Berangkat dari Pasal 7 dan Pasal 8 itu, maka, presiden yang sudah pernah menjabat dua periode tidak boleh menjadi wakil presiden.
"Di titik ini tentu jadi masalah serius karena begitu presiden mangkat, lalu presidennya yang telah dua periode secara konstitusional dia akan otomatis melanggar pembatasan masa jabatan," kata Fery kepada Kompas.com, Rabu (14/9/2022).
Menurut Fery, pasal-pasal dalam konstitusi saling berkaitan. Oleh karenanya, Pasal 7 UUD tidak bisa dibaca sendiri tanpa mengaitkan dengan pasal-pasal lainnya.
"Pasal-pasal di konstitusi saling terkait. Membacanya tidak bisa hanya letterlijk (harafiah), tapi juga maknanya," ujarnya. Persoalan lain jika Jokowi jadi wapres ialah menyangkut tradisi ketatanegaraan.
Menurut Feri, tidak lumrah jika presiden kemudian menjadi wakil presiden. Sebab, menjadi presiden berarti telah mencapai puncak karier tertinggi dalam bernegara.
Sementara, wakil presiden merupakan orang nomor dua di pemerintahan. Feri menilai, orang yang sudah pernah menjabat sebagai presiden, apalagi dua periode, akan kehilangan marwahnya jika kemudian menjadi wakil presiden.
"Jadi tidak elok kemudian dirusak tradisi ini jika kemudian seorang presiden mencalonkan diri menjadi calon wakil presiden," kata Direktur Pusat Studi Konstitusi (Pusako) Universitas Andalas itu.

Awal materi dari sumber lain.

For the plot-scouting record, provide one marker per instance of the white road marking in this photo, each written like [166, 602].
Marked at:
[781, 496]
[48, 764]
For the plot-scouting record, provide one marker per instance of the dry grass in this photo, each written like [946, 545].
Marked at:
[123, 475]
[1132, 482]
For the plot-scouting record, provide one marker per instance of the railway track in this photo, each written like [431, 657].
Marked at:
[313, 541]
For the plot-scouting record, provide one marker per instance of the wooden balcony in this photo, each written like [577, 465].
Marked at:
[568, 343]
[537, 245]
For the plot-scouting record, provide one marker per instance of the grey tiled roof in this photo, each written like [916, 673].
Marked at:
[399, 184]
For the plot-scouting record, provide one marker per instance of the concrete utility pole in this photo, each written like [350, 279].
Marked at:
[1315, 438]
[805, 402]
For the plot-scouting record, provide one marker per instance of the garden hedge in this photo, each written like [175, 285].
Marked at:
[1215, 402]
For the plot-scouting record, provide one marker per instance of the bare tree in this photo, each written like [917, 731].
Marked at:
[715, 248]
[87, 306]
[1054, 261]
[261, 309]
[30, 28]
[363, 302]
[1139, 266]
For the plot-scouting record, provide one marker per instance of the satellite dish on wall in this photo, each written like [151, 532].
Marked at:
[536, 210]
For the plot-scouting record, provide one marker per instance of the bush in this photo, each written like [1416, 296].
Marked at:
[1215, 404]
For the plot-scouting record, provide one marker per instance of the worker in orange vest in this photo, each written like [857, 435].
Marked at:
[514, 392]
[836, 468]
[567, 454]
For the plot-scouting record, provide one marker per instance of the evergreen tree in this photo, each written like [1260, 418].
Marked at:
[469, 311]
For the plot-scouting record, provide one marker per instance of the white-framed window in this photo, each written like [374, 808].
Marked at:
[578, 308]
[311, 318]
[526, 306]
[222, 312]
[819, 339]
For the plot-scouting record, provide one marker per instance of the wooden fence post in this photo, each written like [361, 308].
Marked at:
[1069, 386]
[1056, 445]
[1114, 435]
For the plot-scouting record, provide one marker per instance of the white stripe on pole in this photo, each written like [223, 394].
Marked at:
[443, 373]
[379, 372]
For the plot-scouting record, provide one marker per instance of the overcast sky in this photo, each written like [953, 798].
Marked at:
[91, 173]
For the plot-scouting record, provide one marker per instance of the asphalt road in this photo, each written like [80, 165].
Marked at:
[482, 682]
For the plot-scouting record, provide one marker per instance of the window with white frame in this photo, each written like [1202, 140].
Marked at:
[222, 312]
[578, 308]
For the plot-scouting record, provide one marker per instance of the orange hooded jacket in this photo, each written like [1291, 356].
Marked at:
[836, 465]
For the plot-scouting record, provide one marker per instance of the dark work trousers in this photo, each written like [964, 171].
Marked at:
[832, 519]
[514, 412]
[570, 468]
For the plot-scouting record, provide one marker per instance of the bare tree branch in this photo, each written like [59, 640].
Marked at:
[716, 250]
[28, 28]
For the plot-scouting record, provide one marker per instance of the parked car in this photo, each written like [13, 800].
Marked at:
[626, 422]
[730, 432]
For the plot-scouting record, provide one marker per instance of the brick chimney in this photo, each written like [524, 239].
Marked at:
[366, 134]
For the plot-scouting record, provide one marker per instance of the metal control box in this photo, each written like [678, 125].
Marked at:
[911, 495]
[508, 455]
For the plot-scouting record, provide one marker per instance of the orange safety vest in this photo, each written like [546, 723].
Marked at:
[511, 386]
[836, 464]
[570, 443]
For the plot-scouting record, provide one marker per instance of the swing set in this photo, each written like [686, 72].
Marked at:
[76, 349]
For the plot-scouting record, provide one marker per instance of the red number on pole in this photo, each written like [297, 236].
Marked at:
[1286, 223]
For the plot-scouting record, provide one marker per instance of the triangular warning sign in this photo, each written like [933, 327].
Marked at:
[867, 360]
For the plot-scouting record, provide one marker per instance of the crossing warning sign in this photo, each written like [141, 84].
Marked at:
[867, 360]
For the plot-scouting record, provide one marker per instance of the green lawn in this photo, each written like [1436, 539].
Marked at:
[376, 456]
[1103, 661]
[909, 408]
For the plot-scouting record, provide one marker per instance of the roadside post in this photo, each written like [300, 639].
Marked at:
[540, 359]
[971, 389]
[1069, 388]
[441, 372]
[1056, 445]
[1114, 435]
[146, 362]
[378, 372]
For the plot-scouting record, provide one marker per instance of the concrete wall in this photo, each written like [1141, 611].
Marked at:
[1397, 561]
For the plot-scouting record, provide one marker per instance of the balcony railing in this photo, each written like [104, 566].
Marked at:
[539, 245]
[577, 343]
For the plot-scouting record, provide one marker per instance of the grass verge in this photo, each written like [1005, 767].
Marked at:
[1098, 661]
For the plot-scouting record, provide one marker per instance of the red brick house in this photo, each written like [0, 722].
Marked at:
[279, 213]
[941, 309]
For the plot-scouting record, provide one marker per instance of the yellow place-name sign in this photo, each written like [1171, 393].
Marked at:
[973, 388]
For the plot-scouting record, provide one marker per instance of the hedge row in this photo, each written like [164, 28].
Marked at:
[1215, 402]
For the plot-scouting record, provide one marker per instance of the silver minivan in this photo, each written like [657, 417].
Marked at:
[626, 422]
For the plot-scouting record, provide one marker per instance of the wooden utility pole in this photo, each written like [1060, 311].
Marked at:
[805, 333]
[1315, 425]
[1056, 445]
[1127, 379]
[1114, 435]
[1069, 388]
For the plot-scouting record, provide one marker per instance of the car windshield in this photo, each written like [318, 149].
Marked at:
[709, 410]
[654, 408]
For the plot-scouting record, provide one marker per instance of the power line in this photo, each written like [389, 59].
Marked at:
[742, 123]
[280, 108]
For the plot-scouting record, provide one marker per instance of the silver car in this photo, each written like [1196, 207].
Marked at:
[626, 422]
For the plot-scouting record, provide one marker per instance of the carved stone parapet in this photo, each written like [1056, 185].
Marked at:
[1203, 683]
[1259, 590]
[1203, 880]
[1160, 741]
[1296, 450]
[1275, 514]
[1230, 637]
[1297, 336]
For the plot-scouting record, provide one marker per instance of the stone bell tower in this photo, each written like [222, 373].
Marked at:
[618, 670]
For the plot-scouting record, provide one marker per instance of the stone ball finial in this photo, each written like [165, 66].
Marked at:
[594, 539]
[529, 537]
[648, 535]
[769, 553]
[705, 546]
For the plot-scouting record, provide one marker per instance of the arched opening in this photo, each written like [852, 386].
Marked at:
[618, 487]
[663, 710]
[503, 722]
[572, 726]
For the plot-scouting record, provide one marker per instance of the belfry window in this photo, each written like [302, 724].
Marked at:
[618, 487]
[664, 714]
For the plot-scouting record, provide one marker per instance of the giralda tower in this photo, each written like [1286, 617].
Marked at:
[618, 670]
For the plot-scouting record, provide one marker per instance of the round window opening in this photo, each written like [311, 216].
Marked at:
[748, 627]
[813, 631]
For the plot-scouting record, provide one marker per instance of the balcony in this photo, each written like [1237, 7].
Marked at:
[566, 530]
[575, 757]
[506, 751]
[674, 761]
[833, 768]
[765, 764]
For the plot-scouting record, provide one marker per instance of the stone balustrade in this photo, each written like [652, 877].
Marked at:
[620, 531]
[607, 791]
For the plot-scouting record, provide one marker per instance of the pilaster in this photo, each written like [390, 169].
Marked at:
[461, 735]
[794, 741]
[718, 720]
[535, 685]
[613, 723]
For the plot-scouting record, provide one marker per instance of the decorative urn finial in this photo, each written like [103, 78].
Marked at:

Sementara, Peneliti Ahli Utama Pusat Riset Politik Badan Riset dan Inovasi Nasional (BRIN) Firman Noor menilai, menempatkan Jokowi sebagai wakil presiden berpotensi menimbulkan penyalahgunaan kekuasaan.
Sebabnya, Jokowi telah menjabat sebagai presiden dua periode, sepuluh tahun lamanya.
"Saya kira besar (potensi penyalahgunaan kekuasaan). Sepuluh tahun (pemerintahan Jokowi) saja situasinya sudah seperti ini, banyak abuse of power, banyak keanehan-keanehan, banyak ketidakadilan dari sisi hukum, banyak oligarki," kata Firman kepada Kompas.com, Rabu (14/8/2022).
Lagi pula, kata Firman, selama dua periode pemerintahan Jokowi, masih banyak persoalan negara yang belum teratasi.
Misalnya, soal lemahnya demokrasi. Jika Jokowi menjadi wakil presiden, justru melanggengkan masalah-masalah yang sama ke depan.
Padahal, seandainya kursi RI-1 dan RI-2 dijabat oleh wajah baru, sangat mungkin problem di era kepemimpinan Jokowi teratasi.
"Jadi kalau tetap ada seorang Jokowi di pojok sana ya saya kira tidak ada satu perubahan dari mereka yang selama ini sudah cukup berkuasa, akan ikutan juga berkepanjangan kekuasaannya," ujar Firman.
Tak hanya dari kalangan akademisi, wacana Jokowi jadi cawapres juga ditolak sejumlah partai politik, seperti Partai Demokrat dan Partai Keadilan Sejahtera (PKS).